Publié le 29 Jul 2019 - 20:20

Ecole, une fabrique "d’aliénés’’

 

‘’L’élève doit être au centre du système’’. ‘’Les autorités n’ont réellement jamais placé l’enseignant au cœur de leurs préoccupations’’. Nous avons là deux points de vue d’enseignants qui illustrent assez bien le malaise du système éducatif. En effet, tous font l’impasse sur un fait : le savoir est un cercle dont le centre est partout et la circonférence nulle part. Autrement dit, il ne s’agit pas d’établir une hiérarchie, mais de fonder des réciprocités.

Elèves et enseignants, leur lien est dialectique et non subordonné. L’élève est en droit d’exiger un savoir, l’enseignant a le devoir de l’instruire. L’élève a pour vocation de travailler. L’enseignant de bien le lui faire comprendre.

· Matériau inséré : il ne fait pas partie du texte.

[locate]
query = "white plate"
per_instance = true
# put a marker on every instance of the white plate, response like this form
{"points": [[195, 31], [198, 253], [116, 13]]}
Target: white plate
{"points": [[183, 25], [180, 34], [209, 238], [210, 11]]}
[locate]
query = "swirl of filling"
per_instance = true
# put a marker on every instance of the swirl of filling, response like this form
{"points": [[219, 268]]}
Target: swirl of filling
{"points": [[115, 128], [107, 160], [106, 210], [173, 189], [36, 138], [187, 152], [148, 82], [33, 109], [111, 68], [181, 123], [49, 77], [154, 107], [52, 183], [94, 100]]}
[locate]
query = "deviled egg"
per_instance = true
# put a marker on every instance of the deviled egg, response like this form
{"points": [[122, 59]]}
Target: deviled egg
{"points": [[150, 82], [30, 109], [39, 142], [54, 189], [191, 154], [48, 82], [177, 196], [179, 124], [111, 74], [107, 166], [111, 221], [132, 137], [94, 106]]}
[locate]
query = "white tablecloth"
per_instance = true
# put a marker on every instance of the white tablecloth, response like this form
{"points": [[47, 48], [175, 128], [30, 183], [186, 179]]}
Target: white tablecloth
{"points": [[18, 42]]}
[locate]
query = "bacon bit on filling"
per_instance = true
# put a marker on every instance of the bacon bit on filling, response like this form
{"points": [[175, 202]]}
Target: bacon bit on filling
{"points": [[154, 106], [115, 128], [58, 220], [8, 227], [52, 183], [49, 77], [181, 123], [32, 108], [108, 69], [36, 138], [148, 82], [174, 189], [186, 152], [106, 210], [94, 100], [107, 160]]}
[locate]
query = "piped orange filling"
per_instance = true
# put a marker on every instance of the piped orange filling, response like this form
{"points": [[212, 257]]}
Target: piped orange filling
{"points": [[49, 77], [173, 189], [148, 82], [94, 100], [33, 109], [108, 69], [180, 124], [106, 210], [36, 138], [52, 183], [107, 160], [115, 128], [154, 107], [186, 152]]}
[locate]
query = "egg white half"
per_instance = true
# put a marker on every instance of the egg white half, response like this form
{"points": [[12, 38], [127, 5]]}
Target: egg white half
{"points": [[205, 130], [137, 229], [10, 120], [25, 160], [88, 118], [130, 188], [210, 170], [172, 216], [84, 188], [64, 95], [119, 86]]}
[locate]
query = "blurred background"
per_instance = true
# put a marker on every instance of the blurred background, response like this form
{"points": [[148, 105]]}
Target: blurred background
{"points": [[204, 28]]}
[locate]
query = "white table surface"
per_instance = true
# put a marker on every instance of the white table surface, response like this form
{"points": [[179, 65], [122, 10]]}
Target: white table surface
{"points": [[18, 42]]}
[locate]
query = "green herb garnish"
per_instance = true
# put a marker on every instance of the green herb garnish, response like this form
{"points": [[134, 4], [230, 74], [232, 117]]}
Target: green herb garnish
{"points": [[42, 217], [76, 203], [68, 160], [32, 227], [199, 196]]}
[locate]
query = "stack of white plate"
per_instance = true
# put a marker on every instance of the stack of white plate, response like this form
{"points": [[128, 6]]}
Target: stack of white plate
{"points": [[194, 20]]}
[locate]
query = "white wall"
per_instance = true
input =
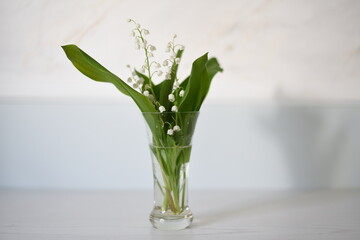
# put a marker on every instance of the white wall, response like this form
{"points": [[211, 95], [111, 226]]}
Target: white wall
{"points": [[284, 114]]}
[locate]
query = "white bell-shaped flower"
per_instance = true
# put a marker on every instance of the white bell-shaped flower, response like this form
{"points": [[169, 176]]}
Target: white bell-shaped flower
{"points": [[162, 109], [174, 108], [171, 97], [170, 132]]}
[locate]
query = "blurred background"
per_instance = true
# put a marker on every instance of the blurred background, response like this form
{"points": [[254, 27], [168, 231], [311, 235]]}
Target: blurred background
{"points": [[284, 114]]}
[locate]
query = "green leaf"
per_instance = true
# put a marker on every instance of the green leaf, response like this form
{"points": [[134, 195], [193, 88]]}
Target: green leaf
{"points": [[200, 79], [194, 88], [162, 91], [212, 67], [92, 69]]}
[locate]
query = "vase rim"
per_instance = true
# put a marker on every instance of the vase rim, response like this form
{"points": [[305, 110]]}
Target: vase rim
{"points": [[170, 112]]}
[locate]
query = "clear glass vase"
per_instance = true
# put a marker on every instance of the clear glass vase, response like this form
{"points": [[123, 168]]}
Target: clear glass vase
{"points": [[170, 137]]}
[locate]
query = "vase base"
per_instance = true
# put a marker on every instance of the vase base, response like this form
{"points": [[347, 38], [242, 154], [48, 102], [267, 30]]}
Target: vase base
{"points": [[174, 222]]}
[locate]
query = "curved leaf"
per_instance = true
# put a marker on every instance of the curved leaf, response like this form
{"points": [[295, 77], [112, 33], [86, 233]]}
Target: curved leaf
{"points": [[92, 69]]}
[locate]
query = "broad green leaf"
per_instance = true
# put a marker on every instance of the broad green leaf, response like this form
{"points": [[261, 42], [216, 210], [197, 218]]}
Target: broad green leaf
{"points": [[198, 77], [212, 67], [92, 69]]}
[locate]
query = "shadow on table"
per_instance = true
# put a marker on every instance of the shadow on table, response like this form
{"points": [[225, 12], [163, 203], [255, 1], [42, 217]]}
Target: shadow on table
{"points": [[270, 203]]}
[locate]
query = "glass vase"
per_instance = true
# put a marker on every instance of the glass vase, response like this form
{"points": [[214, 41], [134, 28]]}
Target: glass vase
{"points": [[170, 135]]}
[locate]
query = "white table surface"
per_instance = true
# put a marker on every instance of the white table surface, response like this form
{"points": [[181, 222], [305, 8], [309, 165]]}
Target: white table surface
{"points": [[28, 214]]}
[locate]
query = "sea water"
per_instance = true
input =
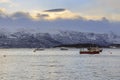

Car, finalement, qu’est-ce qu’apprendre ? Sinon que revenir chez soi, le soir, plus riche qu’on n’en est parti. Cet impératif dévolu à l’enseignant est trahi, depuis longtemps, par les concernés. En classe, dans la cour de récréation et hors du périmètre de l’école, l’enseignant est devenu un copain. On l’appelle par son prénom, on le tutoie, on va en duo avec lui à la plage ou au resto.

Il nous faut rappeler ici un principe élémentaire : le savoir, c’est le système et sa transmission est de type vertical, de prof à élève. Si les affects entrent en ligne de compte, la logique est cassée, le système piraté et le bordel installé. Tel est le cas aujourd’hui. Tout le monde le sait, tout le monde joue à l’hypocrisie.

Les régimes successifs ont sacrifié l’éducation sur l’autel des visées politiciennes, faisant de l’élève (et de l’étudiant) une fiction utile, voire une sorte d’aliéné qui a tendance à plutôt jouir de son ignorance et à s’insurger même contre ceux qui voudraient qu’il guérisse de son mal-être d’apprenant.

Comment, dans ces conditions, s’attendre à autre chose que la catastrophe aux examens ?

Le système éducatif sénégalais est, de ce point de vue, dans la logique d’apprendre à nos enfants à désapprendre. L’une de ses plus grandes impostures est le renversement des ambitions. Le souci actuel est de former la personne et le citoyen. On devrait davantage s’attacher à former un intellect, en partant du principe que la personne est du domaine parental et le citoyen du domaine sociétal. Et que chaque entité doit nécessairement jouer son rôle. En trahissant sa fonction qui consiste à fabriquer des têtes bien faites et bien pleines, l’école s’est tirée une balle dans le cœur. Dans le coma, elle risque de crever, si une thérapie de choc appropriée ne lui est pas apportée.